Anomaly Detection in Time Series Data using Azure Cognitive Services

An anomaly is a data point that does not follow the majority of data points’ collective common pattern and hence stands out from the rest of the data. These unusual or anomalous events can be detrimental to any corporation that relies on time-series data for its long-term strategy, and they must be monitored in order to mitigate the risks.

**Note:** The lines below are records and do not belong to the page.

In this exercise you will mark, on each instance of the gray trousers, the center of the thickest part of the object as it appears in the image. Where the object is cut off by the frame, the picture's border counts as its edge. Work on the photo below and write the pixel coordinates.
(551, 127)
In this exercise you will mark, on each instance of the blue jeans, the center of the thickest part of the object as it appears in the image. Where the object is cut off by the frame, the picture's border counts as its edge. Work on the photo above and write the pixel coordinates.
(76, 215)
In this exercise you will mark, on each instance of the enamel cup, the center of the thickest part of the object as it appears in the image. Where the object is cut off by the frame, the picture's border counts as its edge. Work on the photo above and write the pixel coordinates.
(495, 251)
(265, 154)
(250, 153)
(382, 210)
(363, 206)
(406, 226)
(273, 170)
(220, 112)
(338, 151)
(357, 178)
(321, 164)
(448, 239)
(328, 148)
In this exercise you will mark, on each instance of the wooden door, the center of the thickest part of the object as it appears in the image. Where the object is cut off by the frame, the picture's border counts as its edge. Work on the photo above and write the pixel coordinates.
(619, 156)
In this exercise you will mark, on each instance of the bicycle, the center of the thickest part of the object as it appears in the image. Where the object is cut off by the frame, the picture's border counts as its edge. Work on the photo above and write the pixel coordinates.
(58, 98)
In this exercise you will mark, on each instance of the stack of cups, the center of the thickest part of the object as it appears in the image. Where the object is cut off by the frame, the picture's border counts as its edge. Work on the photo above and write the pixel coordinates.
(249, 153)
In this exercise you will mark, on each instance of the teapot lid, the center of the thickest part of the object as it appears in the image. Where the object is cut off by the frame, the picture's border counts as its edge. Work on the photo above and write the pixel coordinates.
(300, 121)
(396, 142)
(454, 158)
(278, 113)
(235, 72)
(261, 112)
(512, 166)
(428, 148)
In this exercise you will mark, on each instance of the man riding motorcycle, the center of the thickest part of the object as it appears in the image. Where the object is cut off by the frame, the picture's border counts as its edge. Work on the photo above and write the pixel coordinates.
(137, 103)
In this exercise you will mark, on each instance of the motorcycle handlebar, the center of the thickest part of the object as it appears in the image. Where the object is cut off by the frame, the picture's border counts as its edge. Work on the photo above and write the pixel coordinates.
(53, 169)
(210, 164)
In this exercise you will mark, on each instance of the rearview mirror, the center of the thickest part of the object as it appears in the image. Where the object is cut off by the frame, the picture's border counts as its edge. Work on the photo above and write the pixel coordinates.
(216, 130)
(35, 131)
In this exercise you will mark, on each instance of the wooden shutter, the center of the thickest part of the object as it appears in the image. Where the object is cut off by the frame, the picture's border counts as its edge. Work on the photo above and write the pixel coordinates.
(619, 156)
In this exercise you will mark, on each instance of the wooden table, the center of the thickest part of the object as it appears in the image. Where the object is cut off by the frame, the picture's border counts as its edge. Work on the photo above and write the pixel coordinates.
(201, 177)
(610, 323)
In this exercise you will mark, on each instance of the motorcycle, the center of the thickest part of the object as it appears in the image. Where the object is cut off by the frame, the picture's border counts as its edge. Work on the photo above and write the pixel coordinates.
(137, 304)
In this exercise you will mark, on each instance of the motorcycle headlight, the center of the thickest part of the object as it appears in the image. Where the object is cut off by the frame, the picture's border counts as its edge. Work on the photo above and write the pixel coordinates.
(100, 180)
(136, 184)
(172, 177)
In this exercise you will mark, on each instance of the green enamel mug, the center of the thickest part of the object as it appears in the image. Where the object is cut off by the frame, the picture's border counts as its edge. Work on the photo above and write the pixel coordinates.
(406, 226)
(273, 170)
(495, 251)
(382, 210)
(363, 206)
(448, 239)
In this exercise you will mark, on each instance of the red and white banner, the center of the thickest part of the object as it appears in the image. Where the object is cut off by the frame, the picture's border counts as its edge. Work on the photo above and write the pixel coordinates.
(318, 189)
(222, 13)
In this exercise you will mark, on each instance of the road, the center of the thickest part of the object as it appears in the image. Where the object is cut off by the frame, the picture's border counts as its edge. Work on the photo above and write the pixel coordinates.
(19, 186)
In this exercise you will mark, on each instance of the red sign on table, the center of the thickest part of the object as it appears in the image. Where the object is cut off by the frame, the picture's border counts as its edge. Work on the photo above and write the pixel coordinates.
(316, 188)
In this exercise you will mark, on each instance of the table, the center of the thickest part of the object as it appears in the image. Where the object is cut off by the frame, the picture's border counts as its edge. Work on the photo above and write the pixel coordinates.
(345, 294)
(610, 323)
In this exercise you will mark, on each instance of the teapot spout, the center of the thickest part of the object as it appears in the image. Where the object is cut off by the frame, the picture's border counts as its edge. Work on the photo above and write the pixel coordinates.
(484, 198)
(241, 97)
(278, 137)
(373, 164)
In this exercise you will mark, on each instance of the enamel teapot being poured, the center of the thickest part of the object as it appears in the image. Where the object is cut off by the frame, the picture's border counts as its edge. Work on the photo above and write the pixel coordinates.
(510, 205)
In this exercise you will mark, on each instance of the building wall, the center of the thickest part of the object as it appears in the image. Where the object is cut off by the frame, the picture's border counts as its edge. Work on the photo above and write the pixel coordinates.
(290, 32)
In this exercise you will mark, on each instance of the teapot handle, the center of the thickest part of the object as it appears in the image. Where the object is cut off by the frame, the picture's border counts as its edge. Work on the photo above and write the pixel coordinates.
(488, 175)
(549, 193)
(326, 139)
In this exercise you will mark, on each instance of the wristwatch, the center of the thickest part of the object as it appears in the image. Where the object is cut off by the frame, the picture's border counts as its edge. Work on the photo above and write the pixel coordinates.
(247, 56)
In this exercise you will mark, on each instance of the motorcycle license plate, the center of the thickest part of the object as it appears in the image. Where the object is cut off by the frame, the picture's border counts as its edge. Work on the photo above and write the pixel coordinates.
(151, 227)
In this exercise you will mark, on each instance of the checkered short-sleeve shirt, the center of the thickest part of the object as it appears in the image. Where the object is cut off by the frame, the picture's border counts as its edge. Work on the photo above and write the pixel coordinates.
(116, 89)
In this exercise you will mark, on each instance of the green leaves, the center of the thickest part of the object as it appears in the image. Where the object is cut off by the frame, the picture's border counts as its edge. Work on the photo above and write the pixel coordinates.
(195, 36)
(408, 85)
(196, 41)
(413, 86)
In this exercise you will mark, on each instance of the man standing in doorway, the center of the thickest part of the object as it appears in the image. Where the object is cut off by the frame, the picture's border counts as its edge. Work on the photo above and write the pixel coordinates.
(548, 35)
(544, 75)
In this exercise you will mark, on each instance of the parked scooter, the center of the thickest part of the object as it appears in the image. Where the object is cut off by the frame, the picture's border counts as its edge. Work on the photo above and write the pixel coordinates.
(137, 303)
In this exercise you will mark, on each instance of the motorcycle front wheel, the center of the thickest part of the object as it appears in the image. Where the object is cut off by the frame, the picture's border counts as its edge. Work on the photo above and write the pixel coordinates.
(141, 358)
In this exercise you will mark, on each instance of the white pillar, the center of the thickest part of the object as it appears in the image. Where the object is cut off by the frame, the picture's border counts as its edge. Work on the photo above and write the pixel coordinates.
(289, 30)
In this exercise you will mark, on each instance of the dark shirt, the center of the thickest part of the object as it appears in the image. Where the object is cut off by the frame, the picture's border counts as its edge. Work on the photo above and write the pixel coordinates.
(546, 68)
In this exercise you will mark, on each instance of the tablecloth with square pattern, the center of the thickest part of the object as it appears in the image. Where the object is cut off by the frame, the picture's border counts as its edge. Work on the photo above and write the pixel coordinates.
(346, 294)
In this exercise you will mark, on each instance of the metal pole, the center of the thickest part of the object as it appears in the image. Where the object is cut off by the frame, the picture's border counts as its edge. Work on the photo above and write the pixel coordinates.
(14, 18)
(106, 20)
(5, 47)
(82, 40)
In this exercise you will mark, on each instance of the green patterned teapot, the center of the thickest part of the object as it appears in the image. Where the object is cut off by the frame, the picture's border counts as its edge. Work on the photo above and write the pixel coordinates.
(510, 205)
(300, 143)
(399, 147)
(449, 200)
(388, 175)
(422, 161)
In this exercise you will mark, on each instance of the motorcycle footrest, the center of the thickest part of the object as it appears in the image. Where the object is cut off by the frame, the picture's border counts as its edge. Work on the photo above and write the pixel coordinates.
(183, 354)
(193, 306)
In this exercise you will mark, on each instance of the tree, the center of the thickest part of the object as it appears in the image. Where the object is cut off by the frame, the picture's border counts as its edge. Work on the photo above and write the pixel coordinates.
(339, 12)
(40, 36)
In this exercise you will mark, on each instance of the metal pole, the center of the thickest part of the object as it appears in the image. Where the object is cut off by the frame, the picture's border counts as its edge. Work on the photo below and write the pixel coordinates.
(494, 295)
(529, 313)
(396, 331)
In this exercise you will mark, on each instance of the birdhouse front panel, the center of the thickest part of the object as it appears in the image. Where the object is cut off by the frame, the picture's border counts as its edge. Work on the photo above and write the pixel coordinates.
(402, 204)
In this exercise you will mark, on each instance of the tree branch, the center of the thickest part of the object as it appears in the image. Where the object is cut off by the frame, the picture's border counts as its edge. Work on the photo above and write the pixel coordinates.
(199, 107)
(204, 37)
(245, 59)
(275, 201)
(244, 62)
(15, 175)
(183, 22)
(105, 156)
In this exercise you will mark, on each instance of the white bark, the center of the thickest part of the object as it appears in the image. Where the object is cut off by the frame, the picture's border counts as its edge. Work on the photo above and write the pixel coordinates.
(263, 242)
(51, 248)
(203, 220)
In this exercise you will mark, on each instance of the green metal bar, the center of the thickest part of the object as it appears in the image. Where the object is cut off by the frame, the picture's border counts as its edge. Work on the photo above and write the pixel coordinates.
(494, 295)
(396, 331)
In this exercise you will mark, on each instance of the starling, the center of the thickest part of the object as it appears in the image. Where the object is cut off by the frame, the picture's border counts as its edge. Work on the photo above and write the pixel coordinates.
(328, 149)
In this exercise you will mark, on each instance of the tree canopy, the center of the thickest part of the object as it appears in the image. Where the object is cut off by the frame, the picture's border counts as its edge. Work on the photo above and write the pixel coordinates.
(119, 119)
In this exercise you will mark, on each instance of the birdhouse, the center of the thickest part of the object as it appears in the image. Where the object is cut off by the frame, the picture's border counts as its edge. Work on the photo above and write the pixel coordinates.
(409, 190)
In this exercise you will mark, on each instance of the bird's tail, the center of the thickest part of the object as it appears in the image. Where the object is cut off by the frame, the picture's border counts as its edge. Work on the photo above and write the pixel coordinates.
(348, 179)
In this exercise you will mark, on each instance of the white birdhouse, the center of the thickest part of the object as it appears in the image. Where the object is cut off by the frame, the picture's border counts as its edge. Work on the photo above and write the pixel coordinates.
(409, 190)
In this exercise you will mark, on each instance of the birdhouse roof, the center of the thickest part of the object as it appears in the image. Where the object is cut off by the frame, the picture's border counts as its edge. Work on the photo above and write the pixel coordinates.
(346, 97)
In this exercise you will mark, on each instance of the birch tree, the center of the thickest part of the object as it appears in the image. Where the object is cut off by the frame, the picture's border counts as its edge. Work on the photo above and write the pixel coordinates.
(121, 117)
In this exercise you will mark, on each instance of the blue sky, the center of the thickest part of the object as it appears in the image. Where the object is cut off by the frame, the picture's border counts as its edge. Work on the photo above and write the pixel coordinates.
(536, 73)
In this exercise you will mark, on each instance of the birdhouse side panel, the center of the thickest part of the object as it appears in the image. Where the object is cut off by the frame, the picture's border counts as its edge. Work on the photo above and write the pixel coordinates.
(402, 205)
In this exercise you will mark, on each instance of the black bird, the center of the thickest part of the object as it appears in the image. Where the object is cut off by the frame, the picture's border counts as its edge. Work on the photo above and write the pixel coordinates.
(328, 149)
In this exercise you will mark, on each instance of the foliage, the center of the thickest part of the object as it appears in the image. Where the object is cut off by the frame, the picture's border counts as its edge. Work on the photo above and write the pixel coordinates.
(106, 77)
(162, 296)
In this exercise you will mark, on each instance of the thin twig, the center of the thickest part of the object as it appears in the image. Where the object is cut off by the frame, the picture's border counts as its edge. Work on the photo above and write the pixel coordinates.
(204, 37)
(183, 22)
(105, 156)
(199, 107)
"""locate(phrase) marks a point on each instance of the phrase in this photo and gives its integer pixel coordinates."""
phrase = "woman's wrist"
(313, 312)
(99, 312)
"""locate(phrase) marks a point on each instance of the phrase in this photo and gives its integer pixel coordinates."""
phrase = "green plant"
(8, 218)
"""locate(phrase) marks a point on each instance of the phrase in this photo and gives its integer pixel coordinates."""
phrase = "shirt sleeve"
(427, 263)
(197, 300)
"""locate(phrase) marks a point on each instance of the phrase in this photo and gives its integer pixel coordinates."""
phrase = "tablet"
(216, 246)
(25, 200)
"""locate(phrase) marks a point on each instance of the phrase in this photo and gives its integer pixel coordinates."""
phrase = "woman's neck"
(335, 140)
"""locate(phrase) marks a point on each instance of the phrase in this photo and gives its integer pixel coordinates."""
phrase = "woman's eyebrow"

Training Data scientists and Data analysts to perform anomaly detection effectively can add to organisation’s training costs. Azure Cognitive Service can help you in these situations. It has an Anomaly detection API, which is a cloud-based Anomaly detection service that can be used to detect anomalies in massive time series data using a simple REST API call.

Process Flow

As shown in the below figure, we will create a Time Trigger Function that would get triggered at the scheduled time. The Function would read the content from a .csv file in an Azure blob storage container and call Azure Cognitive Service – Anomaly detection API. The API would detect anomalies in the time series data and return it as output. This output will be uploaded to blob storage container.

Prerequisites

  1. An Azure Subscription
  2. Time series data in Azure Blob Storage

Provision Azure Cognitive Service – Anomaly Detector

Provision Anomaly Detector Service to invoke client APIs and detect anomalies in time-series data in the .csv file in the Azure blob storage.

  • Login to Azure Portal
  • Search for “Anomaly Detector” and Click on Create
  • Provide Name, Region and Pricing Tier and Click on Review + Create
  • Go to Resource > Keys and Endpoint. Copy Values of Key and Endpoint. These values would be configured for calling the APIs

Create Azure Function

Create a time trigger Azure Function. This trigger will get invoked at a scheduled time to read data from blob storage for Anomaly Detection.

  • Open Visual Studio
  • Click on Create a new project
  • Search for Azure Functions Template
  • Select the template and click on Next
  • Provide Project Name and click on Create
  • Select “Timer Trigger“. Configure Schedule by providing CRON expression. Click on Create.

Add Cognitive Service Nuget Package

  • Right Click on Project > Manage Nuget Packages
  • Search for “Newtonsoft.Json”. Select and Click on Install
  • Search for “AnomalyDetector”. Select and Click on Install

Create Azure Cognitive Services – Anomaly Detection Client

  • Right Click on Project > Add > New Item…
  • Select “Class“, provide name “DetectAnomalyClient.cs” and click Add
  • Update the DetectAnomalyClient.cs with below Code.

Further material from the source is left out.